At the same time, the main thread will sleep for 5 seconds, after the sleep is completed, the main thread will take the return value in turn, which is very fast (because the Sleep is 5 seconds, so there should be two have been executed, there is a return value) There will be two return values, and the return value in the future is to appear.
Finally, the SVC function exits by pressing an exit task behind the task queue. Then use ACE_THREAD_MANAGER to wait for all threads to end.
difficulty
The definition of the constructor in the STATUSUPDATE class:
StatusUpdate (ha_controlleragent & controller, ace_future
And we see: The defined member variables Controller_ and ReturnVal_ are not all quoted definitions:
One is: Ha_ControlleRagent & Controller_; one is ace_future
We have doubts, why is there a difference? Whether the parameter design must be a reference design?
For Controller, it is designed to be referenced. Otherwise, it is a pointer design, because different StatusUpdate objects require the same Controller control object, so you need to reference your design or pointer design, the same, this requires the definition of member variables Controller.

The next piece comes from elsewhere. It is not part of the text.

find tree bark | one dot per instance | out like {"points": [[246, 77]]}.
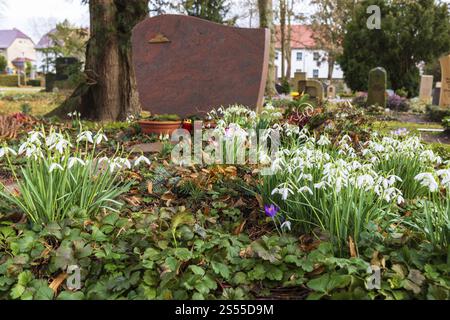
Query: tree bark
{"points": [[111, 92], [331, 62], [283, 38], [266, 21]]}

Quote or pointers.
But notice the design of this parameter for the ACE_FUTURE
1. Execute HA_CONTROLLERAGENTPROXY Controller.
2. Execute ACE_FUTURE
3. Extroller.status_update ();
The main thread creates a controller.scheduler object scheduler.schedule {activate ();} Creating a Controller.Controller_ object Initialize the counter (for return value) Creating 10 ACE_FUTURE
Execute the second to 10th Controller.status_update
Wait for 5 seconds. . . . . . Sub-thread
The thread creates a queue that starts waiting for Activation_Queue_ (because the queue is empty, it will wait). . . . . . . Receive the StatusUpdate object inside the queue Perform statusupdate.call () Set the return value 1 of Controller_ wait for 2 seconds. . . The output return value receives the StatusUpdate object inside the queue Perform statusupdate.call () Set the return value of Controller_ 1 waiting for 2 seconds
The main thread continues to wait. . . . Waiting for a return result immediately returns the execution wait for the second return result immediately returns the execution waiting, the third return result is waiting. Returns the execution waiting for the fourth return result waiting. . . . . Return
Extroller.exit is pressed into the SCHEDULE's work queue. This Call method of this exit object is just simply returned to one -1
Performing Waiting Thread Manager This INSTANCE is ended. . The program ended the child thread waiting for 2 seconds. . Output return value Execute StatusUpdate.Call () Setting Return Value = The return value of Controller_ Set the return value of Controller_ 1 Wait 2 seconds. . . Output return value Execute StatusUpdate.Call () Setting Return Value = The return value of Controller_ Set the return value of Controller_ 1 Wait 2 seconds. . . Output return value.
Key words: ACE_FUTURE, ACE_TASK_BASE, ACE_METHOD_REQUEST, AUTO_PTR
Not very habitual way of thinking. But it has gradually understood.